The Nissan Leaf is a 100% electric car.

It seems that for every step car manufacturers and the government make to push electric cars, there’s always another reason why people won’t switch. Perhaps the biggest problem with switching to electric cars is that there is no immediate reason to. Sure, the amount of CO2 emissions released each year is alarming, but do we see a difference in our daily lives each day? Not at all. Some reports even indicate that air today is cleaner than 30 years ago (E.P.A. Calls US Cleaner and Greener Than 30 Years Ago)! How could anyone see this switch as necessary when there is media that makes it seem so much less important?pollutingfactory2

Nowadays, factories can no longer pollute like they used to.

In my opinion, a real change won’t occur until the issue becomes serious. For years, the issue of gun control was discussed in Congress but no definitive answer was ever found. Now that the Sandy Hook Elementary School shooting occurred, the topic of gun control has become a serious issue that people are discussing. Although no simple answer may be found, people are much more motivated to find one than they were before. In the same way as gun control, the switch to electric cars will not occur until something serious occurs that forces people to do something. This may mean something as serious as all the polar ice caps melting, but until then people won’t take this switch as seriously as they probably should. People just don’t like change.


Losing these little guys may be the only way we see change.

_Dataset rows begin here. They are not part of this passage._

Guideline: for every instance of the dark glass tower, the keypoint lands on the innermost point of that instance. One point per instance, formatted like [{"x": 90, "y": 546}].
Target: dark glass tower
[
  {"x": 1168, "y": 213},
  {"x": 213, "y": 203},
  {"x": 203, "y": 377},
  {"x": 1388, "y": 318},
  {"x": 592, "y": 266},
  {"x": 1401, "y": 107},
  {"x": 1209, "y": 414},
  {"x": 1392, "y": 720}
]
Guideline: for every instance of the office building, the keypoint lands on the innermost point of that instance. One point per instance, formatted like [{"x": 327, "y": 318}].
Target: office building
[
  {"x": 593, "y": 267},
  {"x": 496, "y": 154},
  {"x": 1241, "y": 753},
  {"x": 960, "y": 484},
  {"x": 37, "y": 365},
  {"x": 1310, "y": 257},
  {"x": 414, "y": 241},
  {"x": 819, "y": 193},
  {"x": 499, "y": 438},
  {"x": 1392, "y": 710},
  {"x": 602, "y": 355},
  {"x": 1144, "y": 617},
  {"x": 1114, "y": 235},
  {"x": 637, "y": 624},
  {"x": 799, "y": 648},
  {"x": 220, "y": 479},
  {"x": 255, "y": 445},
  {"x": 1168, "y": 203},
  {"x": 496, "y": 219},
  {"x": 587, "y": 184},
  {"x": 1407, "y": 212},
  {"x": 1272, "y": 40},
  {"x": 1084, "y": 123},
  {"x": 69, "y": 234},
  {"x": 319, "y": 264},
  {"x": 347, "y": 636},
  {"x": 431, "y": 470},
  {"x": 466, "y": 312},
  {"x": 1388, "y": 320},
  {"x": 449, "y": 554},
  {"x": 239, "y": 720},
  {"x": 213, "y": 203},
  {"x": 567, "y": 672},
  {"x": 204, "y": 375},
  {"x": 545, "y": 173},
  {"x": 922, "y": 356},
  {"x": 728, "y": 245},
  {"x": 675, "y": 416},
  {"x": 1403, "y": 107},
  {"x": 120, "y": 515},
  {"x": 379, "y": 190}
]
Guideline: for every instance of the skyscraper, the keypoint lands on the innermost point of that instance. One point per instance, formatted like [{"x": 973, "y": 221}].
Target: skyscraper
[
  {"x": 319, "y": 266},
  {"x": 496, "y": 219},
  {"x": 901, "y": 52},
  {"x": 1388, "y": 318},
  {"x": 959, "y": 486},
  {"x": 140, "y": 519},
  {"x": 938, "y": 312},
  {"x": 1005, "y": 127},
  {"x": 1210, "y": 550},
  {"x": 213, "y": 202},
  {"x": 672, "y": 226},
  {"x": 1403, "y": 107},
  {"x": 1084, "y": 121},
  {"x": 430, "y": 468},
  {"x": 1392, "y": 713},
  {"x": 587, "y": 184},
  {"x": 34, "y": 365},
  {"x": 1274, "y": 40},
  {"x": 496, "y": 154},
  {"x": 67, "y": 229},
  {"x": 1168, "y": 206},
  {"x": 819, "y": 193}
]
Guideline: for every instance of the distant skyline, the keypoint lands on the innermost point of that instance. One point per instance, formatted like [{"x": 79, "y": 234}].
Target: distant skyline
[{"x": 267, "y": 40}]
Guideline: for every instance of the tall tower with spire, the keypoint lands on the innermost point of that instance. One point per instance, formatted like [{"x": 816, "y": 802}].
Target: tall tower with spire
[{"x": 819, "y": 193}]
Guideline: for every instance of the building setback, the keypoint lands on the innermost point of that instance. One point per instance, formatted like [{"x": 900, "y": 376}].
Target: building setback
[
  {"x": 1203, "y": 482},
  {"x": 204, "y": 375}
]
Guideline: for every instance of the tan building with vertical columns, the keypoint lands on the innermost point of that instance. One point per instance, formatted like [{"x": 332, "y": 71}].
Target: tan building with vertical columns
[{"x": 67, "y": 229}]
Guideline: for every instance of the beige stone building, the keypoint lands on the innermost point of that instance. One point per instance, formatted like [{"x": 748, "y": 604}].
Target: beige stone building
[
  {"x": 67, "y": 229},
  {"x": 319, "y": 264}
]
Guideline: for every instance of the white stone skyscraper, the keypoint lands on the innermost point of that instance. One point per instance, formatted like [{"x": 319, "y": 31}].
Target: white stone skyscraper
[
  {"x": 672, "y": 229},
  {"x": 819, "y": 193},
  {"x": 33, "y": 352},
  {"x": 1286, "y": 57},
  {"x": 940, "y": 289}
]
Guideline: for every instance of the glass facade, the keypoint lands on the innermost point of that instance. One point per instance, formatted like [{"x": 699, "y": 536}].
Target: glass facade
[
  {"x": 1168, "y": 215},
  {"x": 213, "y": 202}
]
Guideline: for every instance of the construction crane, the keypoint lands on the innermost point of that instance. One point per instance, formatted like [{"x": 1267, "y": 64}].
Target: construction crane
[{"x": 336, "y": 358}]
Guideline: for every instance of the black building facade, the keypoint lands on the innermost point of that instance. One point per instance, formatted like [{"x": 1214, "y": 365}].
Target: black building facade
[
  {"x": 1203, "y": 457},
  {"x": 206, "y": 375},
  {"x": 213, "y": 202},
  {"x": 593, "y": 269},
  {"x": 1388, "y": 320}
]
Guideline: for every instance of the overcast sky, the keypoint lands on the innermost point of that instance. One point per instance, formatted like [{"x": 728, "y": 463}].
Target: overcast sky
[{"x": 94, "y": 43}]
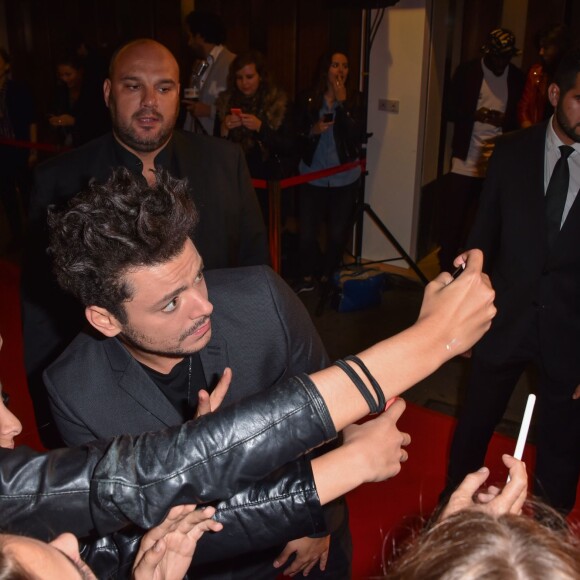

1) 2 Makers Press the Case for Electric Cars


2) Best Cars for Under $20,000


3) E.P.A. Calls US Cleaner and Greener Than 30 Years Ago


4 thoughts on “Let’s get electric!

  1. Really interesting. I really agree with the fact that these cars arn’t being sold because there isn’t a need for people to buy them at this time, or also because there is still not a lot of options to choose from compared to conventional cars. The whole media promotion of how “the air is cleaner than it was 30 years ago” thing is also a good point but at the same time the media also promotes green products and such all the time so its like a double edged reasoning…? if that makes sense hahah im not sure how to word that! Also I agree that cars are like big toys, I love beating other cars and accelerating past them when the light turns green but for my next car I want a greener option than my jeep. Also, I think once more and more green cars hit the “used car” market sales will increase because a lot of people either do trade ins or buy used.

  2. Very interesting blog post. I would encourage you to do a little bit more reseearch on electric cars. GM and Nissan aren’t the only players out there. Tesla and Fisker are two luxury manufacturers of electric cars that have numbers that are nothing to scoff at. Porsche, Audi, BMW, and Lotus have all started reaching into the electric market. While the fast and head turning electric cars are not made for efficiency, they often are still much more effiencient. Depending on where your energy comes from a Tesla can be anywhere from about 75 miles per gallon gas equivalent to over 140 mpgge. What was the last car that went 0-60 in under 4 seconds that was able to say that?

  3. I feel like the issue is just a matter of time. Right now, most people might not need a car, but they will eventually. Maybe government mandates will increase the MPG standards to a point where hybrids are a necessity. Not to mention there isn’t really an infrastructure for the electric vehicle, no charging stations as abundant as gas stations. So I agree there aren’t real incentives to push for EVs, there might even be the opposite.

  4. I found the way that companies are changing their marketing to try and sell more electric cars really interesting. You’re right about the idea that something drastic needs to happen before people accept the necessity to change but hopefully it happens before the ice caps are completely gone… I found your blog very informative as well as interesting.